Actualmente esta es una situación repetida en los hogares cubanos. Cifras del Anuario Estadístico de Salud 2014 indican que la tasa de fecundidad en Cuba en mujeres menores de 20 años era entonces de 51,6 casos por cada mil embarazadas, más del 15 por ciento de la total del país.

Según investigaciones de la Organización Mundial de la Salud, 16 millones de adolescentes de edades comprendidas entre los 15 y 19 dan a luz cada año, representando el 11 por ciento de los nacimientos a nivel mundial.

El miedo a ser rechazadas por la sociedad, la incomprensión de la familia, el no reconocimiento del niño por parte del padre, el tener que renunciar a la educación y al esparcimiento propio de esta etapa de la vida reduce la autoestima de quienes por error o irresponsabilidad dieron vida a bebés muchas veces con malformaciones congénitas o trastornos psicológicos.

Afirman los expertos que la edad comprendida entre los 20 y 35 años es la más apropiada para dar a luz, pues en la adolescencia no se está preparada ni física ni mentalmente para ello y pasada la edad corren riesgos tanto la madre como el bebé.

Si no cuidamos la salud y atentamos contra nuestro porvenir, entonces, cómo pretendemos velar por un niño que requiere de tanto tiempo y dedicación contínua.

Con los disímiles métodos anticonceptivos existentes en nuestros días y diversas vías para documentarnos para una mayor protección y conocimiento, por qué llegar, entonces, al embarazo, y otras tantas veces acudir al aborto como una esquiva al problema, si constituye otra manera de poner en peligro la vida.

En nuestro país se realizan diversas campañas para la prevención del embarazo precoz y las enfermedades de transmisión sexual, guiadas por el Ministerio de Salud Pública (MINSAP) y otras organizaciones creadas para ello.

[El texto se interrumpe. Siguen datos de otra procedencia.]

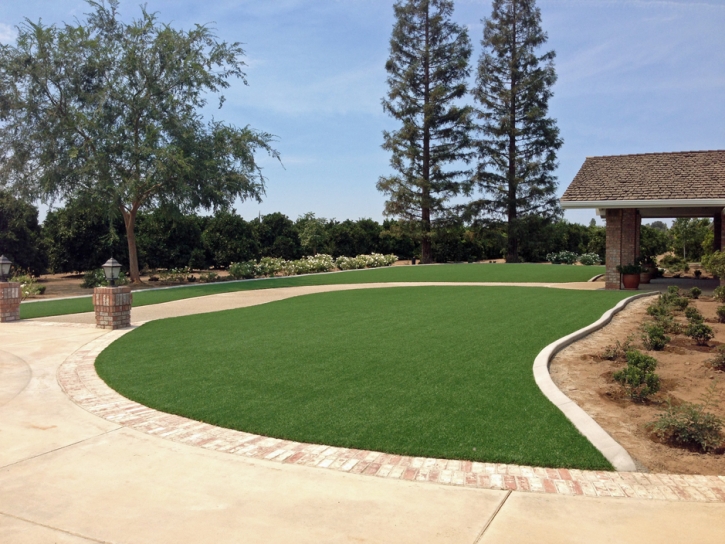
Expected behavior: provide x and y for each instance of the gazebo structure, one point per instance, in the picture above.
(626, 188)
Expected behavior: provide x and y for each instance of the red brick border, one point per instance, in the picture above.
(77, 376)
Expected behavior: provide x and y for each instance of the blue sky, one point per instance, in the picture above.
(634, 76)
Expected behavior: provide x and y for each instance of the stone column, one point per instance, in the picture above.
(113, 307)
(9, 301)
(637, 235)
(621, 243)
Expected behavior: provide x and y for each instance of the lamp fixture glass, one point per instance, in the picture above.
(111, 269)
(4, 267)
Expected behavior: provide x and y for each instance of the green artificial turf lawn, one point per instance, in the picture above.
(423, 371)
(510, 273)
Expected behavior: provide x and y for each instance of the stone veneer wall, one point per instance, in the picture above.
(9, 301)
(622, 242)
(113, 307)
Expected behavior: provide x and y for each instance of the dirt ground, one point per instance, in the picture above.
(582, 374)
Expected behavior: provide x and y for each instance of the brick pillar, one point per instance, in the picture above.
(622, 243)
(613, 256)
(637, 235)
(113, 307)
(9, 301)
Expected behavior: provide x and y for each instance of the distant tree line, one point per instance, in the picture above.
(79, 237)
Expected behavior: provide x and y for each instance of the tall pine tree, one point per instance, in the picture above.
(427, 71)
(518, 141)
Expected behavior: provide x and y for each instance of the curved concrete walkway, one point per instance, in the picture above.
(67, 475)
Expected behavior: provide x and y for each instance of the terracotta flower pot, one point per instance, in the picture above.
(630, 281)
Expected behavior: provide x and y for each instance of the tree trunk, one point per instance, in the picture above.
(426, 256)
(512, 252)
(129, 219)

Audiovisuales, proyectos educacionales y boletines informativos son algunas de las acciones que desarrollan.

Pensemos también en la familia que, si con suerte acepta el embarazo, tendrá doble tarea: adjudicarse el rol de padres cuando realmente son abuelos, pues los hijos no están aptos para ocuparse ni económica ni psicológicamente de los recién nacidos.

¿Habrá sido suficiente jugar a las casitas unos años antes para asumir la responsabilidad de brindar amor, seguridad, alimentación, cuidado y educación a un ser humano?

Pensemos que no solo es la salud la que ponemos en juego, es, además, la estabilidad económico-social de una nueva familia que en ocasiones solo conforman madre e hijo, siendo este un pequeño que comenzará a gatear al lado de una joven que apenas da sus primeros pasos.